Affaire PTN : la Haute Cour de justice émet un mandat d’arrêt international contre Moussa Bocar Thiam
SENTV : Un nouveau tournant judiciaire vient d’être enregistré dans le dossier relatif à la gestion du Parc des technologies numériques du Sénégal (PTN). La commission d’instruction de la Haute Cour de justice a délivré, ce mardi 16 juin 2026, un mandat d’arrêt international contre l’ancien ministre de la Communication, des Télécommunications et de l’Économie numérique, Moussa Bocar Thiam.

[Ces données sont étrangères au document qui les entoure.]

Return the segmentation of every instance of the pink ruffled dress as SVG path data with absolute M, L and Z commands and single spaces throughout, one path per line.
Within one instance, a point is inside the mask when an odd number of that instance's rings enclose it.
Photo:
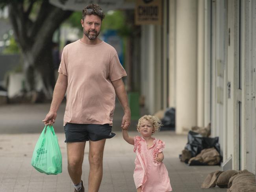
M 163 151 L 165 143 L 154 139 L 153 145 L 148 149 L 146 140 L 140 136 L 134 137 L 136 153 L 134 179 L 136 188 L 141 186 L 142 192 L 169 192 L 172 191 L 166 168 L 163 162 L 153 162 L 154 157 Z

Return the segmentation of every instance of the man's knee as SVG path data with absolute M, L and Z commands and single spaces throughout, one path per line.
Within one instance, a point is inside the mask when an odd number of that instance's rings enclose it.
M 89 155 L 89 162 L 91 165 L 97 166 L 102 164 L 102 155 L 98 153 L 91 154 Z
M 79 168 L 82 166 L 83 160 L 81 158 L 74 157 L 69 158 L 68 160 L 68 164 L 69 167 L 73 169 Z

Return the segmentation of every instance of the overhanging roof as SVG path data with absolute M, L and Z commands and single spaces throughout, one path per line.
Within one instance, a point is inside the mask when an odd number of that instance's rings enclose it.
M 52 5 L 63 10 L 81 11 L 88 4 L 97 4 L 104 11 L 134 8 L 135 0 L 50 0 Z

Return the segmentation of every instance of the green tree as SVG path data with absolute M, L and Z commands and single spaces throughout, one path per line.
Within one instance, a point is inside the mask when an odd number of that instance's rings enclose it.
M 45 94 L 50 94 L 55 84 L 52 36 L 72 12 L 57 7 L 48 0 L 0 0 L 0 6 L 5 6 L 9 7 L 14 38 L 23 56 L 29 91 L 35 89 L 35 76 L 39 74 Z

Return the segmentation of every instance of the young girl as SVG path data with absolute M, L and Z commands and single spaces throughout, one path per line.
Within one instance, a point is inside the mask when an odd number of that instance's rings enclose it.
M 129 137 L 128 124 L 122 127 L 124 139 L 134 146 L 136 153 L 134 179 L 137 192 L 169 192 L 172 190 L 168 173 L 163 163 L 165 142 L 151 137 L 158 131 L 161 121 L 151 115 L 144 115 L 139 120 L 137 130 L 141 136 Z

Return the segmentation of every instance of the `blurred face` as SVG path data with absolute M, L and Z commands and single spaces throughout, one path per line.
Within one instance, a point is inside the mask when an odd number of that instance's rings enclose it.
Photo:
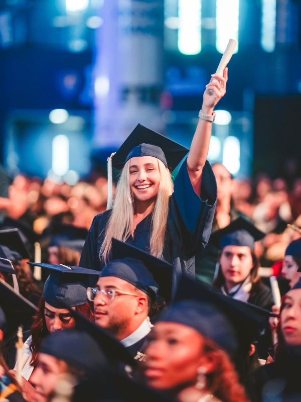
M 48 260 L 50 264 L 60 264 L 59 258 L 59 248 L 57 246 L 48 247 Z
M 129 163 L 129 185 L 134 198 L 155 200 L 161 177 L 158 160 L 154 156 L 136 156 L 131 158 Z
M 30 377 L 30 382 L 37 391 L 34 402 L 48 400 L 59 375 L 63 372 L 62 363 L 52 356 L 39 353 L 38 364 Z
M 221 269 L 227 286 L 233 286 L 244 281 L 253 267 L 250 247 L 226 246 L 220 259 Z
M 218 198 L 221 199 L 225 197 L 230 197 L 232 191 L 231 174 L 224 166 L 219 163 L 212 166 L 212 170 L 216 179 Z
M 116 295 L 109 303 L 105 301 L 101 293 L 97 294 L 94 301 L 95 322 L 117 338 L 121 337 L 120 339 L 123 339 L 125 337 L 122 334 L 128 332 L 131 333 L 131 329 L 135 322 L 139 297 L 118 294 L 118 290 L 135 293 L 135 287 L 126 281 L 114 276 L 99 278 L 96 287 L 98 290 L 114 289 Z
M 300 277 L 300 272 L 297 272 L 298 268 L 297 263 L 291 255 L 286 255 L 284 257 L 281 275 L 289 281 L 289 286 L 291 287 L 298 281 Z
M 203 338 L 195 330 L 176 323 L 159 322 L 149 335 L 143 373 L 147 384 L 170 389 L 194 384 L 204 365 Z
M 71 317 L 68 310 L 55 309 L 46 301 L 44 317 L 47 329 L 51 333 L 59 330 L 72 328 L 75 325 L 74 319 Z
M 301 345 L 301 289 L 290 290 L 283 302 L 280 328 L 289 345 Z

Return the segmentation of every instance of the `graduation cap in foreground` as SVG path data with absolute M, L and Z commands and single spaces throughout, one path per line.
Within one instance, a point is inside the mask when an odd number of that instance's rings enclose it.
M 0 278 L 0 307 L 7 318 L 10 333 L 19 325 L 26 324 L 35 315 L 37 307 Z
M 219 293 L 202 282 L 182 276 L 175 301 L 191 299 L 202 304 L 210 303 L 217 308 L 231 323 L 240 345 L 246 347 L 258 339 L 268 326 L 269 317 L 277 316 L 264 309 Z
M 100 272 L 82 267 L 58 264 L 28 263 L 31 265 L 51 269 L 45 282 L 43 297 L 45 301 L 56 309 L 74 307 L 87 301 L 87 287 L 90 275 L 99 276 Z
M 0 230 L 0 245 L 17 251 L 22 258 L 31 258 L 24 236 L 17 228 Z
M 189 151 L 170 138 L 137 124 L 112 157 L 112 165 L 121 169 L 131 158 L 154 156 L 173 171 Z
M 115 276 L 126 280 L 153 299 L 158 294 L 168 301 L 172 295 L 173 265 L 136 247 L 112 239 L 112 260 L 100 277 Z
M 243 217 L 239 217 L 222 229 L 211 234 L 210 242 L 220 249 L 226 246 L 243 246 L 254 249 L 255 241 L 263 239 L 265 234 L 258 229 L 253 223 Z
M 301 238 L 291 242 L 286 247 L 285 255 L 292 255 L 301 258 Z M 300 270 L 301 267 L 298 271 Z

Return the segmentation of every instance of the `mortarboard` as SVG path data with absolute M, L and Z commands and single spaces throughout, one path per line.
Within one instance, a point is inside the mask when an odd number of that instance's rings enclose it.
M 137 124 L 112 157 L 112 165 L 121 169 L 131 158 L 149 156 L 160 159 L 172 171 L 189 151 L 170 138 Z
M 209 241 L 220 249 L 226 246 L 246 246 L 253 249 L 255 242 L 265 236 L 250 221 L 239 217 L 225 228 L 213 232 Z
M 37 307 L 0 278 L 0 307 L 7 318 L 11 333 L 19 325 L 25 325 L 37 312 Z
M 301 258 L 301 238 L 289 243 L 285 250 L 285 255 L 292 255 Z
M 87 287 L 90 275 L 99 276 L 99 271 L 82 267 L 57 264 L 28 263 L 52 270 L 45 282 L 43 297 L 56 309 L 74 307 L 87 301 Z
M 10 258 L 11 256 L 10 250 L 7 247 L 0 246 L 0 271 L 16 274 L 16 271 Z
M 22 236 L 17 228 L 0 230 L 0 245 L 6 246 L 10 250 L 17 251 L 22 258 L 31 257 L 24 236 Z
M 172 294 L 173 265 L 116 239 L 112 239 L 112 260 L 99 277 L 115 276 L 131 283 L 153 299 Z
M 175 300 L 193 299 L 210 303 L 224 314 L 231 322 L 240 345 L 249 346 L 268 325 L 268 319 L 276 317 L 258 306 L 241 301 L 210 288 L 200 281 L 182 276 Z
M 47 336 L 40 352 L 64 360 L 87 374 L 99 373 L 109 364 L 94 338 L 87 332 L 74 329 L 57 331 Z

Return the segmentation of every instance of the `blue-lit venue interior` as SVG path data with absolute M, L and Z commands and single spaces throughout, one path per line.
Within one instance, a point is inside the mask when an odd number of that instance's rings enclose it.
M 189 146 L 233 38 L 209 160 L 285 175 L 301 149 L 300 21 L 298 0 L 2 0 L 0 162 L 74 184 L 138 122 Z

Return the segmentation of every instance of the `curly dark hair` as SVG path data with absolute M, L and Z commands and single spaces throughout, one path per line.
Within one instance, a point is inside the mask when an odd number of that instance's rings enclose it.
M 35 366 L 37 363 L 38 353 L 41 347 L 41 344 L 46 337 L 49 334 L 46 326 L 44 315 L 44 308 L 45 301 L 41 297 L 38 306 L 38 311 L 34 317 L 34 321 L 30 328 L 32 335 L 32 341 L 30 349 L 32 354 L 30 364 Z M 93 315 L 91 310 L 90 305 L 88 302 L 80 306 L 75 307 L 75 310 L 78 313 L 85 316 L 89 320 L 93 320 Z

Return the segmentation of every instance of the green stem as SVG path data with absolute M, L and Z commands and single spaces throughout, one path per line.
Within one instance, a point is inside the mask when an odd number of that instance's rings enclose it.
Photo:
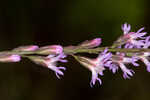
M 64 48 L 64 53 L 65 54 L 76 54 L 76 53 L 92 53 L 92 54 L 98 54 L 101 51 L 104 51 L 105 49 L 108 49 L 110 52 L 124 52 L 124 53 L 139 53 L 139 52 L 150 52 L 150 49 L 126 49 L 126 48 L 108 48 L 108 47 L 98 47 L 98 48 L 93 48 L 93 49 L 87 49 L 87 48 L 76 48 L 76 49 L 68 49 Z M 0 52 L 1 54 L 18 54 L 18 55 L 41 55 L 38 54 L 36 51 L 3 51 Z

Cette décision intervient dans le cadre de l’enquête ouverte sur des opérations financières et des marchés publics attribués durant son passage à la tête du département ministériel. Selon les éléments de la procédure, les investigations portent notamment sur des contrats conclus sans appel d’offres ainsi que sur des décaissements dont le montant global dépasserait les deux milliards de francs CFA.
Malgré sa convocation devant la commission d’instruction, l’ancien ministre ne s’est pas présenté aux autorités judiciaires, indiquant se trouver hors du territoire national. Face à cette situation, les magistrats avaient d’abord opté pour un mandat d’amener avant de durcir leur position en émettant un mandat d’arrêt international.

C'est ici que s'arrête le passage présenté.